Kamuoyuna ilan ediyoruz: Bütün illerden, özellikle yıkımın büyük olduğu dört ilden, binaları yıkılmış müteahhitlerin mal kaçırdığı, mallarını başkasının üstüne yaptığı, paraya çevirdiği, o parayı yurt dışına kaçırdığı yönünde duyumlar alıyoruz. Bu konuda, bazı suçlarda savcıların hesaplara durdurma, el koyma yetkisi var. Ancak taksirle ölüme sebebiyet verme, kast falan gibi durumlar düzenlenmediği için bir şey yapamadığını söylüyor savcılar. Hızlı bir yasal düzenleme öneriyoruz. Deprem gibi durumlarda, ileride kusuru çıkabilecek kişilerin mal varlıklarının geçici süreyle dondurulup soruşturmadan sonra bu meselenin karara bağlanması… Bu konuyu bütün partilerin dikkatine sunuyoruz.
“MHP, ZATEN HİÇBİR ŞEYLE SORUNU OLAN BİR PARTİ DEĞİL. ABDULLAH ÖCALAN’DAN MEKTUP YAZDILAR, NEREDEYSE PULUNU MHP’LİLER YAPIŞTIRDI”
Siyasette şu anda bir HÜDAPAR meselesi yaşanıyor. Genel başkanı, Hizbullah’ın avukatı. ‘Arada bağlantı yok’ diyorlar. Ana Hizbullah davası dahil avukatı, şu anda HÜDAPAR’ın genel başkanı Zekeriya Yapıcıoğlu. Kendisi aslında meseleyi net olarak ortaya koymuş. ‘MHP ile bir sorun yaşamadık’ diyor. İki cümle söylüyor. ‘Onların seçmene taahhütleri var. Kürtçe, Türkçe ile birlikte resmi bir dil olarak kabul edilmeli. Eğitim dili olmalıdır dedik. MHP ile bir sorun yaşamadık.’ ‘İlkokullarda okutulan, ırkçılık kokan andımız ve benzeri metinler kaldırılsın dedik ve MHP ile bir sıkıntı yaşamadık.’ Ey MHP’liler; adam diyor ki ‘Biz bunlarla bir sorun yaşamadık’. Doğru ama MHP zaten hiçbir şeyle sorunu olan bir parti değil. Abdullah Öcalan’dan mektup yazdılar, neredeyse pulunu MHP’liler yapıştırdı yahu. ‘Yerel seçimlerde Binali Yıldırım’a oy verin’ diye. Ne yapacaksınız? Çünkü MHP’nin bir tane hedefi var. Tek hedef, Recep Tayyip Erdoğan koltuğunda otursun. Vatandaş görsün, kimler kimlerle beraber. Hayırlı olsun.

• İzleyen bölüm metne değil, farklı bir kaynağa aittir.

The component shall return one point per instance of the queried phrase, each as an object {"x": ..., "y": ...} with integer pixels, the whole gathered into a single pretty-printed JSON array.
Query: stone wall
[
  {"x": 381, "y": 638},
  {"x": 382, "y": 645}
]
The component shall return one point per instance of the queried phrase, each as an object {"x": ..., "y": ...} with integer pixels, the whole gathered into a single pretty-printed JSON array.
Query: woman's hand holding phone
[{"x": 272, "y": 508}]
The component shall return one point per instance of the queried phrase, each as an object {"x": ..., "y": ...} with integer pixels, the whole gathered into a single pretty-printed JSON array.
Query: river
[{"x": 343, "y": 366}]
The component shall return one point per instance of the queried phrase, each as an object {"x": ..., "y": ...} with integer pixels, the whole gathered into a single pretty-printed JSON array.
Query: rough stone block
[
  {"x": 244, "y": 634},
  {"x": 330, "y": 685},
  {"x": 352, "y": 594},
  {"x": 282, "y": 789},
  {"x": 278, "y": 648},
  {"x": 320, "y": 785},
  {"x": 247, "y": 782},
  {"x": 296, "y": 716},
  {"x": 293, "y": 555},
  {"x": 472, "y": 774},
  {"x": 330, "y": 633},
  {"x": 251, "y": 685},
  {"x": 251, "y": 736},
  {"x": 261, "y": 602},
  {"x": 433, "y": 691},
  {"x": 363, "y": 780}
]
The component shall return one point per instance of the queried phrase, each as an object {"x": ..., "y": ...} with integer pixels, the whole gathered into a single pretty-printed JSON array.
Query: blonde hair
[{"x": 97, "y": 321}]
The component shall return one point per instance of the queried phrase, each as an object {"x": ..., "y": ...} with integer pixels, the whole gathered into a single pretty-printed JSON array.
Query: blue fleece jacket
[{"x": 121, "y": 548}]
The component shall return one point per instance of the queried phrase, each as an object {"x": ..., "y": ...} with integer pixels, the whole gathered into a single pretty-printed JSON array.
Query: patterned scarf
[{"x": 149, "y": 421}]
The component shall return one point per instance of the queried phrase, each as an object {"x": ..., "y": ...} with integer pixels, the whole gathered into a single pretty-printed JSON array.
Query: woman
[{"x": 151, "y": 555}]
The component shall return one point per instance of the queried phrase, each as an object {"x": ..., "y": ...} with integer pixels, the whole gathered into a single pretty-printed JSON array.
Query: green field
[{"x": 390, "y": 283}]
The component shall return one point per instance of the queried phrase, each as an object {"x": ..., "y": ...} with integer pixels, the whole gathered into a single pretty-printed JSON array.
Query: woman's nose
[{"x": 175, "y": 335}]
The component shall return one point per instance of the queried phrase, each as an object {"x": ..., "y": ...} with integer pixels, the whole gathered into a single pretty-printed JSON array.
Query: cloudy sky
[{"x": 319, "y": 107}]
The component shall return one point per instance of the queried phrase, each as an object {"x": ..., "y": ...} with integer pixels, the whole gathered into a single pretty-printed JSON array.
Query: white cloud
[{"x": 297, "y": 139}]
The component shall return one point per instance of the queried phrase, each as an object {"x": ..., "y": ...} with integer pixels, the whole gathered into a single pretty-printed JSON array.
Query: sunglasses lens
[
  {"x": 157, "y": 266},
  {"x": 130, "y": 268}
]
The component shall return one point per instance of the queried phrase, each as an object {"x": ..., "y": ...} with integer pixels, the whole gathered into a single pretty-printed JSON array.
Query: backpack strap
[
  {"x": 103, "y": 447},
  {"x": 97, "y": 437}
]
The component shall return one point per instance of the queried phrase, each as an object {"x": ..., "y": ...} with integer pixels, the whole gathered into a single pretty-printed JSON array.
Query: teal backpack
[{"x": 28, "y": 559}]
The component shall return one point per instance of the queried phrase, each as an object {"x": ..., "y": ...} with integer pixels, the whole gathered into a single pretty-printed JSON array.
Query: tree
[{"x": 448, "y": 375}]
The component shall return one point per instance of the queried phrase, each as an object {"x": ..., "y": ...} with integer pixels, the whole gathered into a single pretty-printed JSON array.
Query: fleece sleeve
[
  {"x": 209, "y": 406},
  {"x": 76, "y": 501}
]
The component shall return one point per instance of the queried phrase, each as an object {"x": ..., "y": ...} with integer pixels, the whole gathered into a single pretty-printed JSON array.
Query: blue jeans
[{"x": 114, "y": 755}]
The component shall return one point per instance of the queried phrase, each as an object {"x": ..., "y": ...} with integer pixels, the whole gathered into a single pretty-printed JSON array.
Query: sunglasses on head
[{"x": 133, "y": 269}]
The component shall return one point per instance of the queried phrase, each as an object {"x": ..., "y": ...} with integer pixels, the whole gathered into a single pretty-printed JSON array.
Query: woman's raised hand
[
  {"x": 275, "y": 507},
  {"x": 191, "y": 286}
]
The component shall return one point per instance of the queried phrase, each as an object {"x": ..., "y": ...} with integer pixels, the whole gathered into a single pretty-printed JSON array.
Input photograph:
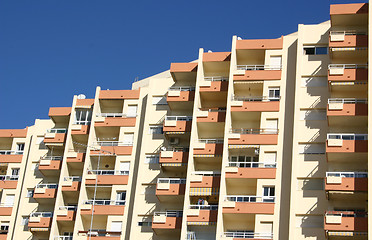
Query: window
[
  {"x": 315, "y": 50},
  {"x": 159, "y": 100},
  {"x": 274, "y": 94},
  {"x": 83, "y": 116},
  {"x": 152, "y": 159},
  {"x": 158, "y": 129}
]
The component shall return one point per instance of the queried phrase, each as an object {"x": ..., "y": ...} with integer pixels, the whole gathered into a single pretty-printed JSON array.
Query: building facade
[{"x": 267, "y": 141}]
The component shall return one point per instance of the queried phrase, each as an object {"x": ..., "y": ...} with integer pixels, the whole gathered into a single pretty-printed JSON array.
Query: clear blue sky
[{"x": 53, "y": 49}]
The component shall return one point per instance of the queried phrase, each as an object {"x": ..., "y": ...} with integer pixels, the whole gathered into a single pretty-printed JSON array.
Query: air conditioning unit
[{"x": 174, "y": 141}]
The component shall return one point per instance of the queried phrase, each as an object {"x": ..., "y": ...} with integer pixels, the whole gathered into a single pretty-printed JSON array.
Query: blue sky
[{"x": 53, "y": 49}]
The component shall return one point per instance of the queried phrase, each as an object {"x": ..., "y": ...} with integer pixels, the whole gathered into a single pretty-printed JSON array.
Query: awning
[
  {"x": 243, "y": 146},
  {"x": 204, "y": 191},
  {"x": 201, "y": 223}
]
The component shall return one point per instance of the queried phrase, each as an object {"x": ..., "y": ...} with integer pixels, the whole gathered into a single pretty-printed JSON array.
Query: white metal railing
[
  {"x": 72, "y": 178},
  {"x": 113, "y": 143},
  {"x": 169, "y": 213},
  {"x": 57, "y": 158},
  {"x": 9, "y": 177},
  {"x": 347, "y": 136},
  {"x": 216, "y": 78},
  {"x": 248, "y": 234},
  {"x": 214, "y": 141},
  {"x": 254, "y": 130},
  {"x": 204, "y": 207},
  {"x": 9, "y": 152},
  {"x": 47, "y": 185},
  {"x": 207, "y": 173},
  {"x": 186, "y": 89},
  {"x": 255, "y": 99},
  {"x": 57, "y": 130},
  {"x": 252, "y": 164},
  {"x": 259, "y": 67},
  {"x": 347, "y": 100},
  {"x": 172, "y": 180},
  {"x": 347, "y": 66},
  {"x": 247, "y": 198},
  {"x": 347, "y": 32},
  {"x": 347, "y": 174},
  {"x": 108, "y": 172},
  {"x": 104, "y": 202},
  {"x": 68, "y": 208},
  {"x": 41, "y": 214},
  {"x": 178, "y": 118}
]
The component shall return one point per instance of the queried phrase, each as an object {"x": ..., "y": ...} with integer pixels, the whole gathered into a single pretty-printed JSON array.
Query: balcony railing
[
  {"x": 258, "y": 67},
  {"x": 248, "y": 234},
  {"x": 108, "y": 172},
  {"x": 254, "y": 131},
  {"x": 172, "y": 180},
  {"x": 347, "y": 136},
  {"x": 247, "y": 198},
  {"x": 216, "y": 79},
  {"x": 104, "y": 202},
  {"x": 347, "y": 100},
  {"x": 9, "y": 177},
  {"x": 169, "y": 213},
  {"x": 347, "y": 174},
  {"x": 182, "y": 89},
  {"x": 178, "y": 118},
  {"x": 9, "y": 152},
  {"x": 57, "y": 130},
  {"x": 41, "y": 214},
  {"x": 204, "y": 207}
]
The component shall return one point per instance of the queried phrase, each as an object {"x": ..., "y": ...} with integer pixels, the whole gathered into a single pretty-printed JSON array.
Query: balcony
[
  {"x": 249, "y": 169},
  {"x": 103, "y": 207},
  {"x": 119, "y": 94},
  {"x": 208, "y": 147},
  {"x": 177, "y": 124},
  {"x": 75, "y": 157},
  {"x": 249, "y": 204},
  {"x": 202, "y": 213},
  {"x": 247, "y": 234},
  {"x": 71, "y": 184},
  {"x": 211, "y": 115},
  {"x": 255, "y": 104},
  {"x": 349, "y": 221},
  {"x": 348, "y": 39},
  {"x": 6, "y": 209},
  {"x": 214, "y": 84},
  {"x": 346, "y": 181},
  {"x": 40, "y": 220},
  {"x": 107, "y": 177},
  {"x": 8, "y": 181},
  {"x": 258, "y": 72},
  {"x": 174, "y": 155},
  {"x": 50, "y": 163},
  {"x": 347, "y": 107},
  {"x": 260, "y": 136},
  {"x": 112, "y": 147},
  {"x": 347, "y": 72},
  {"x": 347, "y": 143},
  {"x": 100, "y": 234},
  {"x": 167, "y": 220},
  {"x": 114, "y": 120},
  {"x": 55, "y": 137},
  {"x": 7, "y": 156},
  {"x": 45, "y": 191},
  {"x": 170, "y": 186},
  {"x": 66, "y": 213}
]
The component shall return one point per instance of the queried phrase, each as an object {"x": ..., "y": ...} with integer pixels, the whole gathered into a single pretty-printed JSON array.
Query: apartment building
[{"x": 266, "y": 141}]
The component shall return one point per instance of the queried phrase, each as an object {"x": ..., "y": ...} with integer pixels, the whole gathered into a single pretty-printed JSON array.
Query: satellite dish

“ERİL BİR DİLE GEREK YOK; ER MEYDANI, MER MEYDANI. BURASI MİLLETİN MEYDANI”
Erdoğan demiş ki ‘CHP Genel Başkanı Bay Kemal, sonunda bizimle er meydanında yarışacak cesaret gösterdi’. Bu kadar eril bir dile gerek yok; er meydanı, mer meydanı… Burası milletin meydanı. Güreş falan yapmayacağız. Demokratik bir seçim yapma niyetindeyiz. ‘Kendisine gereken koltuğu vereceğiz’ diyor. Sen değil, millet verecek. Millet verecek Cumhurbaşkanlığı koltuğu. Bizden EYT olmaz da senden EKT olmasın. Devir teslime gelirsin inşallah. Yoksa emeklilikte Katar’da takılanlarda mı olacaksın? Orada bir emeklilik istirahatgahı hazırlandığı söyleniyor. Öyle seçim bitince ‘Üç gün sonra dönecek, beş gün sonra gelecek’ deyip de Brezilya modeline geçmeyesiniz. Bu ülke, 20 yıllık iktidar bittiğinde bir devir teslim fotoğrafını hak ediyor.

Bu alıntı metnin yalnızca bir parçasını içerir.